The roof of a building bears the weight of multiple feet of snow following two storms during the past two weeks that have dumped more than 60 inches of snow on some parts of Juneau. (Capital City Fire/Rescue photo)

The roof of a building bears the weight of multiple feet of snow following two storms during the past two weeks that have dumped more than 60 inches of snow on some parts of Juneau. (Capital City Fire/Rescue photo)

Structures collapse under snow weight, avalanches triggered downtown as storm nears end

Warnings issued for avalanche zones, buildings under heavy weight loads and travel on icy roads.

This is a developing story.

The snow is finally ending, but the threat to buildings and residents remains high as at least one commercial structure has collapsed due to the weight of snow accumulation since Sunday, and there is a strong likelihood of avalanches that could be “very large to nearing historic,” officials said Wednesday.

Avalanches were reported Wednesday morning on Basin Road and above Behrends Avenue, according to an announcement from the City and Borough of Juneau at about 10:30 a.m.

“No damage or injuries have been reported at this time,” the notice states. “Basin Road is closed at the 8th Street intersection. Please avoid the avalanche area to ensure everyone’s safety and allow first responders to work smoothly. Residents and homeowners are encouraged to stay alert to their surroundings and to current weather conditions. In the event of an emergency, call 911 immediately.”

The notice urges residents to avoid avalanche paths during the next 48 hours as defined in the city’s current avalanche zone maps, available at the city’s website.

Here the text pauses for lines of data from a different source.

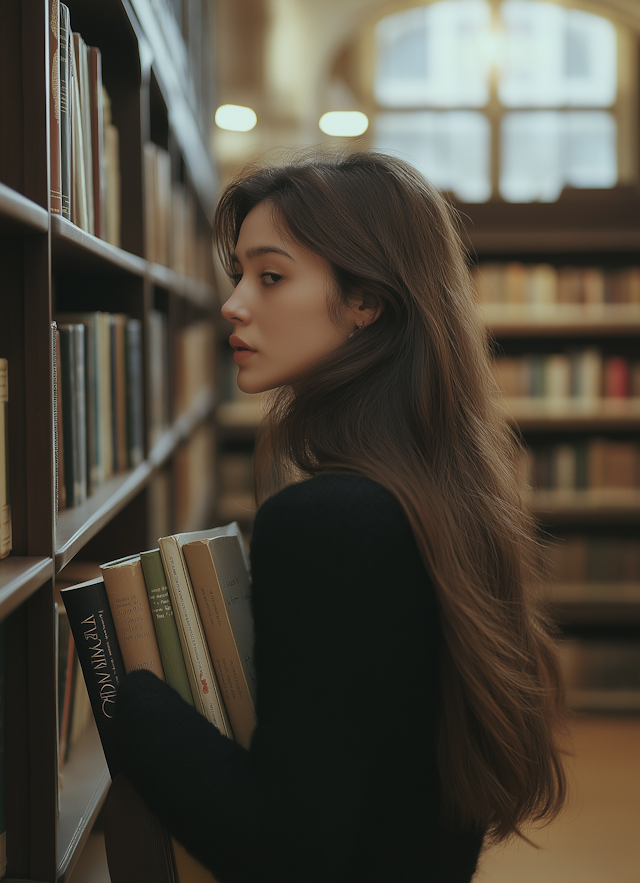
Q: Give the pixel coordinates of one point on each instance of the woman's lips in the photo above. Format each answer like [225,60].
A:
[242,351]
[242,355]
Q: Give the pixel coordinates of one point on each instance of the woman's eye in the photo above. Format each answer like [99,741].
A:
[270,278]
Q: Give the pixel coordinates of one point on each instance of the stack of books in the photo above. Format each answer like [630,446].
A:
[98,401]
[84,143]
[584,465]
[542,284]
[172,235]
[183,612]
[583,375]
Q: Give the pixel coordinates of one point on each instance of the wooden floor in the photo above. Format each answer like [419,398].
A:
[596,840]
[597,837]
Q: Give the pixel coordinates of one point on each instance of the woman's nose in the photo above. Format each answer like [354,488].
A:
[234,310]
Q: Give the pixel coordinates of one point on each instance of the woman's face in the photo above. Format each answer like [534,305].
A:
[279,308]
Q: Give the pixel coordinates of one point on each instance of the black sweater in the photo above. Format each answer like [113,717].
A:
[340,783]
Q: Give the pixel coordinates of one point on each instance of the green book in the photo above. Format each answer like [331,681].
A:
[164,620]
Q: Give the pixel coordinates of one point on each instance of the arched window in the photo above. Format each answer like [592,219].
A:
[518,98]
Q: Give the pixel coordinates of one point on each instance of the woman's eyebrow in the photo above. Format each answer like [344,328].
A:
[257,250]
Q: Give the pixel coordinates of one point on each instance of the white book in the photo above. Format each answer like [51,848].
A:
[200,669]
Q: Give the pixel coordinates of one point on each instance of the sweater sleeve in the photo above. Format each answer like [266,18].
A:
[346,645]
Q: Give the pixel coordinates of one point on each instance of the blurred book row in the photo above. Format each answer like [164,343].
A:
[5,496]
[541,284]
[599,559]
[584,374]
[172,235]
[585,464]
[84,143]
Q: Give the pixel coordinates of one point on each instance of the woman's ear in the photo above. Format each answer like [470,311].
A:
[363,309]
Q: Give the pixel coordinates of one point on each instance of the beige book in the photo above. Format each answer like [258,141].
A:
[79,211]
[565,457]
[558,376]
[542,287]
[590,375]
[82,67]
[515,282]
[129,604]
[200,669]
[593,285]
[222,588]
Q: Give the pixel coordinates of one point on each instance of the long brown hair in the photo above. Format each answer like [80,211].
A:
[410,402]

Thane Road, which has been closed overnight the past two days due to avalanche exposure, is scheduled to remain closed until at least midday Thursday when hazard reduction and debris removal work is scheduled, according to the state Department of Transportation and Public Facilities.

“The Alaska Department of Transportation and Public Facilities (DOT&PF) will be conducting Avalanche Hazard Reduction above Thane Road on Thursday, January 25th at 11 am (weather dependant),” a DOT announcement states.

The storm — along with one that dumped a similar amount of snow on Juneau a week ago — has also sunk boats and boat shelters, along with causing other structural damage.

“There has been one commercial structure that collapsed yesterday and two porches already this morning,” Capital City Fire/Rescue announced in a post on its Facebook page at about 10 a.m. Wednesday. “Be sure to know the exits out of your home. Snow may block one completely. Snow is sliding in big blocks and can cause injury if you are in its path. CCFR is trying to help people where we can, we just don’t have the resources to do a lot of snow removal.”

The storm that began Sunday dumped more than 30 inches of snow at the National Weather Service Juneau station near the Mendenhall Glacier, according to that office. It follows a storm the previous weekend that left more than 33 inches of snow at the weather station.

“As of midnight, Juneau currently sits tied with 1982 at the number two spot for highest snowfall for the month of January with 69.2 inches,” the station announced in a Facebook post Wednesday morning. “Juneau would need another 6.1 inches to break the 2009 record for highest snowfall accumulation for January.”

A winter weather advisory remains in effect until noon Wednesday since some areas are still receiving snow, although most parts of the city are now experiencing a mix of snow and freezing rain, according to NWS Juneau. That is prompting travel warnings from city and state agencies warning that both streets and sidewalks are likely to be icy.

“While Juneau snowfall broke records over the weekend, our maintenance and operations crew have continued clearing roads in their valiant fight against the relentless forces of nature,” a DOT announcement states. “With temperatures rising and rain on the way, please drive safely and don’t crowd the plow.”

An avalanche advisory issued by the city Wednesday morning states increasing temperatures will increase the already high level of risk.

“With the great volumes of snow over the last few days depending on how large of a starting zone releases these avalanches could be VERY LARGE to nearing historic,” Tom Mattice, the city’s avalanche forecaster, wrote in the alert.

Several natural avalanches have occurred during the past few days, he stated. Additional large avalanches are likely during the next 24 to 36 hours and may be sizable enough to reach inhabited parts of town.

City facilities and schools are closed to in-person activities Wednesday, but are conducting business and classes remotely.